Le Tribunal ordonne les mesures propres à éviter que l'administration des preuves ne porte atteinte à des intérêts dignes de protection des parties ou de tiers, notamment à des secrets d'affaires (art. 156 CPC).

En principe, les parties et les tiers sont tenus de collaborer à l'administration des preuves (art. 160 al. 1 CPC). Une partie peut toutefois s'opposer à l'administration des preuves lorsque cette dernière pourrait exposer un de ses proches à une poursuite pénale ou engager sa responsabilité civile (let. a) ou lorsque la révélation d'un secret pourrait être punissable en vertu de l'art. 321 du code pénal (let. b) (art. 163 al. 1 CPC). Les dépositaires d'autres secrets protégés par la loi peuvent refuser de collaborer s'ils rendent vraisemblable que l'intérêt à garder le secret l'emporte sur l'intérêt à la manifestation de la vérité (art. 163 al. 2 CPC).

4.2.1 En l'occurrence, l'intimé sollicite l'apport de l'intégralité de la procédure pénale P/2______/2013, afin de prouver le comportement pénalement répréhensible de la recourante dans le cadre de la gestion du I______, justifiant, selon lui, la violation de son devoir de fidélité et de confidentialité à l'égard de celle-ci.

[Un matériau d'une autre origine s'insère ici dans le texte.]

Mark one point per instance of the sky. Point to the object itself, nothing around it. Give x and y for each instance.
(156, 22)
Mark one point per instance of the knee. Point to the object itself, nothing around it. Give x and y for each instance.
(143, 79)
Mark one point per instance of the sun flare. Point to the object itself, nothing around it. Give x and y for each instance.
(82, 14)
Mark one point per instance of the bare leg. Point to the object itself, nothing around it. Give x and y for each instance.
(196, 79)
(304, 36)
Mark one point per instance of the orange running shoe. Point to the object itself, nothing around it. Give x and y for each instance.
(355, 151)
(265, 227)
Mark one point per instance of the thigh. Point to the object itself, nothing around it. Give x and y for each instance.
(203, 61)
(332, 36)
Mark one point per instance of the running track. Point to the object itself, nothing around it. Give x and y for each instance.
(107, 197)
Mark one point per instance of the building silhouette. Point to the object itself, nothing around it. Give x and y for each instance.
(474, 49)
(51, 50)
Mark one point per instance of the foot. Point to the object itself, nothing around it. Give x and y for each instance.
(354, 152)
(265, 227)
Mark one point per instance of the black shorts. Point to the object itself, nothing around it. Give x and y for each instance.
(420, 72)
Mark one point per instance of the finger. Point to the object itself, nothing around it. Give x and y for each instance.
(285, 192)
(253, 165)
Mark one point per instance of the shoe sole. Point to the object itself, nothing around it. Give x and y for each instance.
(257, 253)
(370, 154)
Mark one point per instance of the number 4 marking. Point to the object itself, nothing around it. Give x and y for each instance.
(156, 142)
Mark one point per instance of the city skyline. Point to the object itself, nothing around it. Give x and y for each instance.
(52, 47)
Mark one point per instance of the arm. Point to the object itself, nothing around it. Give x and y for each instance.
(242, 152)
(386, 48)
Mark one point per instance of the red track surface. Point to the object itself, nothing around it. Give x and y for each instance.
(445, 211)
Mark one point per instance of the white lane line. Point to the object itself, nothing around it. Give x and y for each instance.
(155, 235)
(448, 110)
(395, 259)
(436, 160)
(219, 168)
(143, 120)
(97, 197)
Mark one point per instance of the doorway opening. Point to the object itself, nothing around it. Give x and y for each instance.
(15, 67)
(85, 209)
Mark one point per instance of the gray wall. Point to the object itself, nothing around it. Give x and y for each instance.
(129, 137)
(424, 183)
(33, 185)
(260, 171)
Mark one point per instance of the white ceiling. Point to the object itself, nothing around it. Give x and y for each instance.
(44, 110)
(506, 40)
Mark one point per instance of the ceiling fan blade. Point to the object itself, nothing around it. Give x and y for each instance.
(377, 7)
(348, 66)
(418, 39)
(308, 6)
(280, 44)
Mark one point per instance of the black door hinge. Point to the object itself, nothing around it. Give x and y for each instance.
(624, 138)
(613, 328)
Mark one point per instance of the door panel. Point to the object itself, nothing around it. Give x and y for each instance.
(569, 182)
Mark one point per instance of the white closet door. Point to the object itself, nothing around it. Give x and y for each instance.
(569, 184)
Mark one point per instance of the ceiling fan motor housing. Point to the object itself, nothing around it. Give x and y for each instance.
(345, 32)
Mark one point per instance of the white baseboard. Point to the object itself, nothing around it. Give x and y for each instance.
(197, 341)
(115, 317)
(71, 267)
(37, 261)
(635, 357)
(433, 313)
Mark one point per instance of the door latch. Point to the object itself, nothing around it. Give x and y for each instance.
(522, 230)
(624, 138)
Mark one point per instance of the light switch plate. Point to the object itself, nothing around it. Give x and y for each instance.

Il n'appartient toutefois pas au Tribunal des prud'hommes de résoudre, sur la base du dossier pénal requis, la question d'un éventuel comportement pénalement répréhensible de la recourante à l'encontre de tiers. Les premiers juges doivent déterminer si, oui ou non, le licenciement litigieux était abusif, compte tenu du motif invoqué à l'appui de celui-ci, et si l'intimé a, oui ou non, violé ses devoirs envers la recourante en transmettant des informations à des tiers et ce, indépendamment de la qualification pénale du comportement de celle-ci.

L'apport de l'intégralité de la procédure pénale P/2______/2013 n'apparaît donc pas pertinent, d'autant plus que celle-ci a été classée en raison d'accords transactionnels conclus entre la recourante, d'une part, et des tiers, d'autre part, et non en raison d'une condamnation de celle-ci.

Par ailleurs, en sa qualité d'ancien "Compliance Manager" auprès de la recourante, l'intimé détient déjà les documents et les informations nécessaires pour accréditer sa thèse selon laquelle il avait transmis des informations relatives à la gestion problématique du I______ afin de se défendre (état de nécessité) et non de nuire à la recourante. En effet, c'est la transmission des documents et informations précités à des tiers qui a abouti à l'ouverture de la procédure pénale P/2______/2013.

Enfin, il est évident que la procédure pénale P/2______/2013 contient des données sensibles concernant la recourante, ainsi que E______, F______, G______ et H______, telles que des courriers d'avocats ou encore des informations sur les situations financières de ces derniers.

Dans ces circonstances particulières, la Cour considère que l'apport de l'intégralité de la procédure pénale P/2______/2013, non caviardée, n'est pas nécessaire pour la résolution du litige et ne sert ainsi pas un intérêt à la manifestation de la vérité.

4.2.2 L'intimé sollicite également la production des accords transactionnels conclus dans le cadre de la procédure pénale P/2______/2013 entre la recourante, d'une part, et E______, F______, G______ et H______, d'autres parts.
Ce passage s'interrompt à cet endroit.